Il titolo mondiale del 2007 (l’unico della sua carriera e della Ferrari post Schumacher) sarebbe più che sufficiente per liquidare il dibattito, ma sarebbe anche una risposta superficiale per comprendere a pieno la caratura del trentasettenne di Espoo, resa invece più chiara proprio col primato stabilito sulle stradine del Principato. Di quei 66 podi, infatti, 47 (cioè il 71,2%) sono arrivati con vetture che non erano le migliori del lotto. Con loro il finnico non ha quasi mai lottato per l’iride e, quando ci si è trovato, è stato più per la loro affidabilità che per le loro prestazioni. Come la McLaren del 2003, terza nel Costruttori dietro Ferrari e Williams, con la quale Iceman vinse solo in Malesia per ottenere poi nove podi che, complice un sistema di punteggio premiante più i piazzamenti che i primi posti, ne fecero il principale antagonista di Schumacher (autore di sei vittorie) fino all’ultima sfida.

In quella stagione, Raikkonen sfoggiò le qualità che hanno contraddistinto la sua carriera: tenacia, rispetto della meccanica, amministrazione delle gomme e capacità di estrarre il massimo dal mezzo a disposizione in ogni situazione. Come nel 2012 e nel 2013 quando, rientrato in F1 dopo un biennio nei rally, conquistò 13 podi in 37 gare (conditi da due successi) con la Lotus quarta forza del Circus. Oppure come nel 2009, quando tenne a galla con quattro podi e la meraviglia di Spa una Ferrari alle prese con una F60 non competitiva e l’incidente di Massa in Ungheria.

Su 258 gran premi disputati, soltanto all’esordio (2001, Sauber) e nel disgraziato 2014, non è comparso almeno una volta in stagione fra i primi tre. Un bilancio sinonimo di grande costanza sulla lunga distanza, avvalorato dai 45 giri più veloci in gara (secondo solo alla leggenda Schumacher) e in netta controtendenza con le pole-position (17), che certificano come non sia un purosangue della velocità, alla Hamilton per intenderci, ma un mezzofondista del volante, un Paavo Nurmi dei motori.

Tutt’altro discorso per Alonso, autore di 27 apparizioni ai lati del vincitore (media del 41,5%) quando tra le mani aveva auto di secondo piano (’03, ’04, ’08, ’09, ’14) o che, vedi la Ferrari del 2011 e del 2013 presi qui in esame, erano la seconda forza senza però mai davvero impensierire chi si sarebbe laureato campione. La media dell’asturiano è di poco superiore a quella di Schumacher (25 piazzamenti, 39%), ma il tedesco detiene il record di successi (91), quindi è normale vederlo indietro in questa classifica.

Proprio le sole 20 vittorie (media del 7.75%) spiegano come Raikkonen abbia disposto solo in tre casi di monoposto davvero competitive. Con esse ha trionfato 15 volte, aggiudicandosi un mondiale e mancandone un altro per fragilità del mezzo (McLaren, 2005) o per un suo calo motivazionale (Ferrari, 2008). Quasi a voler dire che, quando possiede una macchina in grado di vincere, sa bene come riuscirci.

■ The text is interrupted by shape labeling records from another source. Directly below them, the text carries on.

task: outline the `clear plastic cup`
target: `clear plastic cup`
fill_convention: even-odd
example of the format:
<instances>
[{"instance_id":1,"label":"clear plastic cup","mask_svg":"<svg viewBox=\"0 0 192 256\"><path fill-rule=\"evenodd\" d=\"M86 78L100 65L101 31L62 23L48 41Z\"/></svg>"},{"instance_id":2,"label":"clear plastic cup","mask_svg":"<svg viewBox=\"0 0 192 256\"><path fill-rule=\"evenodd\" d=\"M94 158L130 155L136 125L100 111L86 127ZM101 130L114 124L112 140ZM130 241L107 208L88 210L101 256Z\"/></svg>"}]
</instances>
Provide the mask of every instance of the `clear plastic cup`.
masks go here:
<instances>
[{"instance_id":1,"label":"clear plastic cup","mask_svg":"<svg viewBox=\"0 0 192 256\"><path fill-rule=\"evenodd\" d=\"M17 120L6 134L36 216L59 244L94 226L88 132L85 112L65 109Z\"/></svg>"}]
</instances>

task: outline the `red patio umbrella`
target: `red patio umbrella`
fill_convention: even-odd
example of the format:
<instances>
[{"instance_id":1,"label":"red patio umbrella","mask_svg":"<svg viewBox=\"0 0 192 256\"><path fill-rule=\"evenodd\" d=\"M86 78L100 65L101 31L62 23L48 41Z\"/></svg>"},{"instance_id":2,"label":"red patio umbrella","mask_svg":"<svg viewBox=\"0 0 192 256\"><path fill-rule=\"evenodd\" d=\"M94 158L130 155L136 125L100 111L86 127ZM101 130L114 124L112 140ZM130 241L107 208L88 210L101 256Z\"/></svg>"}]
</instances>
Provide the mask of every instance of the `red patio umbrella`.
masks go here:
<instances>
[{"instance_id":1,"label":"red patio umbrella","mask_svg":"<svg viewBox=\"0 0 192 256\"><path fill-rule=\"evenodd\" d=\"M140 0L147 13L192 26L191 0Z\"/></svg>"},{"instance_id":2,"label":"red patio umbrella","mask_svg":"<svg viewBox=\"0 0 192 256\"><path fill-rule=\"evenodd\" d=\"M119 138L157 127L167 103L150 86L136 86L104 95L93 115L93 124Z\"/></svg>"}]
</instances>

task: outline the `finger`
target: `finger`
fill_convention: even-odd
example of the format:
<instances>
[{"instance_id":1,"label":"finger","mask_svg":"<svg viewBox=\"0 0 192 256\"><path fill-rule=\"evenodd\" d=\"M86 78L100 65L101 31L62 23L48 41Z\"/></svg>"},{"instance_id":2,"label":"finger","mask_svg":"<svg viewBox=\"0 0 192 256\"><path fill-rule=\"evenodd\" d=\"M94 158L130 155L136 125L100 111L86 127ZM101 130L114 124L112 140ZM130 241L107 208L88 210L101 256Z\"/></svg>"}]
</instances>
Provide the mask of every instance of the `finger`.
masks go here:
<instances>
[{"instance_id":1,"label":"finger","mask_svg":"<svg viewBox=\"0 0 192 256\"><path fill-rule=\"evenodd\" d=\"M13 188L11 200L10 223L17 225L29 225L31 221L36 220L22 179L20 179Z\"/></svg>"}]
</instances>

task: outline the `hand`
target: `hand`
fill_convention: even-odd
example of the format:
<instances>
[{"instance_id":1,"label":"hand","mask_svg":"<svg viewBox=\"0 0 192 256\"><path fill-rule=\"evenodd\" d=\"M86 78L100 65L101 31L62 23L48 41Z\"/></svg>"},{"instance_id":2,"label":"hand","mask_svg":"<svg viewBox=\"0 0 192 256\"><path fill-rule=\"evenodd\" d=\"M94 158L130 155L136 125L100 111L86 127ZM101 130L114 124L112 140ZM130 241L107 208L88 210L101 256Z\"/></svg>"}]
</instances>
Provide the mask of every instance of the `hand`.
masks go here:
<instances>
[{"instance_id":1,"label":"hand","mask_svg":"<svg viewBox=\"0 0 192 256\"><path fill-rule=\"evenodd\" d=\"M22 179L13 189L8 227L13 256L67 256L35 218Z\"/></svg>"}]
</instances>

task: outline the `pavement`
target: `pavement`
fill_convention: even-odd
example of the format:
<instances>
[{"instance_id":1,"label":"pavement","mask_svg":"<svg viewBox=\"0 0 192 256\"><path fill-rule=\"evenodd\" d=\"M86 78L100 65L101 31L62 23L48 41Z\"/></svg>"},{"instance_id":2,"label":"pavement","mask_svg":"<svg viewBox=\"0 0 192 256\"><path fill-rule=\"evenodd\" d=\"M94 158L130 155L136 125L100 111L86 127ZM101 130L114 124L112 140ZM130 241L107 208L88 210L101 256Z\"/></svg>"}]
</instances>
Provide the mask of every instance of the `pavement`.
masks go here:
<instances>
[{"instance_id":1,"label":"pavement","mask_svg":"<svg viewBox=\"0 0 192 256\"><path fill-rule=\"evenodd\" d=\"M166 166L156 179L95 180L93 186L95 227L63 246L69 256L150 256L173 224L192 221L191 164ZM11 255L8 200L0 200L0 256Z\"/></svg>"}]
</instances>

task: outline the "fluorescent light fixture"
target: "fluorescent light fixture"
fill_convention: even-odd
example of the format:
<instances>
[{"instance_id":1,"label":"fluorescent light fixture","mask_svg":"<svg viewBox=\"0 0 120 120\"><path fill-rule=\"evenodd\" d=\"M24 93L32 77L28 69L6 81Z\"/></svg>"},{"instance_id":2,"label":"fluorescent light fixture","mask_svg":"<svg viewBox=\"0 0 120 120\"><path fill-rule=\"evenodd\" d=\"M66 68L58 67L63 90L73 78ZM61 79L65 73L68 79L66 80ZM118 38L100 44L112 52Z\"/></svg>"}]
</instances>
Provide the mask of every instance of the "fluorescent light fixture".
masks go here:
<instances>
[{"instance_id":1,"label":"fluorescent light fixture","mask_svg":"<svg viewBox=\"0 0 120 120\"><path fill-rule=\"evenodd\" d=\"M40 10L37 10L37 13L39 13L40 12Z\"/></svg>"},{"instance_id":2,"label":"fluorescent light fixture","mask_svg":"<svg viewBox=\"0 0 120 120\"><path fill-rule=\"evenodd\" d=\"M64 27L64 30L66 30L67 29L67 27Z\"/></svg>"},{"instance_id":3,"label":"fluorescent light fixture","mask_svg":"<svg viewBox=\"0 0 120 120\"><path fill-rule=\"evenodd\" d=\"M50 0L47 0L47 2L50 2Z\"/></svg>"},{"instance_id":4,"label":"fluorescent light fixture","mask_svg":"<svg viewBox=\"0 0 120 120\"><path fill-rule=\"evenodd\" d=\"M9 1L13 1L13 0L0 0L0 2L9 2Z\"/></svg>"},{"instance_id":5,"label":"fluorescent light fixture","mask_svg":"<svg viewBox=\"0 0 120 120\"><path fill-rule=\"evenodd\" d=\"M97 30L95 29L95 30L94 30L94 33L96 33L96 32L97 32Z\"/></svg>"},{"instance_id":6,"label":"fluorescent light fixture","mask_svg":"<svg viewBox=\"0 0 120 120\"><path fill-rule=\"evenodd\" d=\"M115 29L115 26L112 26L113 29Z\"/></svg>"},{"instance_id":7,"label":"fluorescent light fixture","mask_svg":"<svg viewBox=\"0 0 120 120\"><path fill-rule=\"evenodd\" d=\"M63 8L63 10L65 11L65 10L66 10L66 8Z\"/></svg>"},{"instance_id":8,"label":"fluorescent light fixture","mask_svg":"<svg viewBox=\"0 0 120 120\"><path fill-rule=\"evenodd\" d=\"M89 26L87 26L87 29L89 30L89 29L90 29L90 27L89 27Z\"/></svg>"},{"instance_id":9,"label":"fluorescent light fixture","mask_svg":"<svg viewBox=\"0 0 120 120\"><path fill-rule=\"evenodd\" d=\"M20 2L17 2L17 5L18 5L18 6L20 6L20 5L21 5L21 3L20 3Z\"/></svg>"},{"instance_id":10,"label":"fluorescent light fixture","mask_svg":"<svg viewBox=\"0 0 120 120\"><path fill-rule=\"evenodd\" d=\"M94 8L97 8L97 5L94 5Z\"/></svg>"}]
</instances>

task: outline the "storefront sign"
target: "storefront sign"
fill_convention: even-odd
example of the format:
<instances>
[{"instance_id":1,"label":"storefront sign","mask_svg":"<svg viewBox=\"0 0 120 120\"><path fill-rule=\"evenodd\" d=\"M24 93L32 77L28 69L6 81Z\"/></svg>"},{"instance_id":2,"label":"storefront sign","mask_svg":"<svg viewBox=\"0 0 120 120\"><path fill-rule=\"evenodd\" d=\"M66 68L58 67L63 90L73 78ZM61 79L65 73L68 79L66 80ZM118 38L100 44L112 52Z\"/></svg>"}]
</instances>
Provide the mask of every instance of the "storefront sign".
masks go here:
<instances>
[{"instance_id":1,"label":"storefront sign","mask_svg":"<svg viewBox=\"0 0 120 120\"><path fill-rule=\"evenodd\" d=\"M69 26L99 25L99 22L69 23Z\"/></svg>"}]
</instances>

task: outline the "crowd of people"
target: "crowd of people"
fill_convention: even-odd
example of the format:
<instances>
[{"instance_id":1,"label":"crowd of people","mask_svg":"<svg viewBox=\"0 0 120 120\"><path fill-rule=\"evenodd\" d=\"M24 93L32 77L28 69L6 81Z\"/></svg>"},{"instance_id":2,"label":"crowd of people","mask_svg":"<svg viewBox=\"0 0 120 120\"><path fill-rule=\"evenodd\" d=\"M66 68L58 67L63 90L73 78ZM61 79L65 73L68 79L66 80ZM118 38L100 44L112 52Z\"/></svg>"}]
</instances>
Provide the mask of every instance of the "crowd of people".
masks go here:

Lecito dunque attendersi che a breve interrompa il suo digiuno, perché la SF70H è ottima. Certo, uno come Vettel al proprio fianco non aiuta perché, oltre a essere molto veloce in qualifica, il teutonico in corsa sfodera un pregio, la continuità nei ritmi elevati sul giro, che è anche il difetto del finlandese. Ma che ne rispecchia l’indole: mite e decisa, ma senza tuoni e fulmini. Perché Raikkonen è un fuoco regolare nella sua combustione. Nessuna vampata, però calore garantito.

A Maranello, devono averlo capito e hanno fatto bene a confermarlo per il 2017. Le sue capacità e la sua esperienza, coerentemente col personaggio, stanno progressivamente emergendo (vedi la pole di Monaco) e alla fine dell’anno potrebbero risultare fondamentali nell’economia del campionato.